Extrait de l’article du Monde du jeudi 14 août 1997

LES ALPES SONT DE PLUS EN PLUS PENALISEES PAR LEURS FRICHES TOURISTIQUES
(par Claude Francillon)

" il est urgent d’attendre "

Dans la vallée de Chamonix le téléphérique des Glaciers, construit dans les années 20, aurait du atteindre l’Aiguille du Midi (3842 mètres) en trois ou quatre étapes depuis le village des Pélerins (1060 mètres). Les deux premiers tronçons furent achevés en 1927. La seconde guerre mondiale bloqua les travaux. En 1949, lorsqu’on voulut reprendre les travaux, les technologies avaient évolué.

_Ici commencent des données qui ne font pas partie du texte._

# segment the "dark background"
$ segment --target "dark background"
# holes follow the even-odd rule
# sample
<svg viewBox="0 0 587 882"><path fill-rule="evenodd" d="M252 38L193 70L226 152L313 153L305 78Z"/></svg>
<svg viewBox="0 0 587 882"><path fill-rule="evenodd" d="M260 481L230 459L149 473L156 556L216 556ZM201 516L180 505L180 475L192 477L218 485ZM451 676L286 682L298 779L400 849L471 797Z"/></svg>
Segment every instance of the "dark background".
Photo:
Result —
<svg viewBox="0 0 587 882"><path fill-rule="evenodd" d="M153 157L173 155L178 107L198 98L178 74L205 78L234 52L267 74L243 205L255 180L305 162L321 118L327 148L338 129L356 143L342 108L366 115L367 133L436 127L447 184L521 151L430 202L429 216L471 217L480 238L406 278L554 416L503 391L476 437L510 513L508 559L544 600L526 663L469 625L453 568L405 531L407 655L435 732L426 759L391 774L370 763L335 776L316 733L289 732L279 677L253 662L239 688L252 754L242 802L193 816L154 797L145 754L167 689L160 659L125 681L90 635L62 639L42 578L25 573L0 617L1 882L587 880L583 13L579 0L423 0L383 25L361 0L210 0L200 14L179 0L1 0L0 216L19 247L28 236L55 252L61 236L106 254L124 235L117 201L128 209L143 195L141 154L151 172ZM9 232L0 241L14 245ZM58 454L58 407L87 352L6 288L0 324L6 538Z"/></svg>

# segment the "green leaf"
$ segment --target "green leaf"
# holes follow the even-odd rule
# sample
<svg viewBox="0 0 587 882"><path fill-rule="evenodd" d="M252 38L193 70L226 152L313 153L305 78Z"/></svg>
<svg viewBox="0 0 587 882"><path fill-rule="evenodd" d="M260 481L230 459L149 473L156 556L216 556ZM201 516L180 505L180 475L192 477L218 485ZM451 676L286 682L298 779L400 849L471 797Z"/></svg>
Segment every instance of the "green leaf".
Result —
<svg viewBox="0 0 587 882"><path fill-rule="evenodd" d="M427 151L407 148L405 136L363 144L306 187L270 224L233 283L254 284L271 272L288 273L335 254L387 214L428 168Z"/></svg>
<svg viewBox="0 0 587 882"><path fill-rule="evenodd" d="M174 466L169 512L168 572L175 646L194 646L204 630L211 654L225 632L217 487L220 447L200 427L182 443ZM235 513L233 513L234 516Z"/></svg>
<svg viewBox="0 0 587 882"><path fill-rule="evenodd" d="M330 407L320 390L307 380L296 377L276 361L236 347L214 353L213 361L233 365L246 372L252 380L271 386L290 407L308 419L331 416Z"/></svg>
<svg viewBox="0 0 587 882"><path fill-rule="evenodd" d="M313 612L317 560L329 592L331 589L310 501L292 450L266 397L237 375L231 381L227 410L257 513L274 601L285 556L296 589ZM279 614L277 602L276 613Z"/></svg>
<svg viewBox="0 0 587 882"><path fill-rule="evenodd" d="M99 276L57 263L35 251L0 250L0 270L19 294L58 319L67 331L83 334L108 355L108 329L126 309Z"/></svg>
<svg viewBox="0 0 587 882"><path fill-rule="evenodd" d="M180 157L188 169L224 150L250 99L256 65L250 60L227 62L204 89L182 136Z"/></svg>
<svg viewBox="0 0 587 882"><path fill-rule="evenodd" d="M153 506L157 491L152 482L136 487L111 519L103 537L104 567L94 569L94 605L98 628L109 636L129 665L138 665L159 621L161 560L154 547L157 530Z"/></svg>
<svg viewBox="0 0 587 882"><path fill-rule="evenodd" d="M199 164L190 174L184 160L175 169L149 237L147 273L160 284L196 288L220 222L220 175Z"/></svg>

On savait désormais fabriquer des aciers spéciaux plus légers et tirer des câbles de très longue portée. La ligne existante fut abandonnée en 1954 au profit d’un accès beaucoup plus direct et aérien passant par le Plan de l’Aiguille.

Depuis quarante trois ans l’ancienne installation mécanique et ses bâtiments construits avec des blocs de granit taillés sur place s’en finissent pas de se dégrader. Il y a dix ans un incendie a emporté la toiture de la gare supérieure installée à 2414 mètres d’altitude. Situés en partie dans le site classé du Mont-Blanc, les pylônes rouillés, qui supportent une ligne à haute tension, et les gares en ruines constituent une nuisance esthétique que ni la commune de Chamonix ni le propriétaire du téléphérique de l’Aiguille du Midi ne souhaitent démolir. " il est urgent d’attendre " répètent les responsable de la société concessionnaire et le maire de Chamonix, Michel Charlet. Ce dernier est partagé entre le désir de faire disparaître des installations qui souillent le paysage et la volonté de préserver, en le restaurant, un témoignage des premières conquêtes mécanisées du Mont Blanc.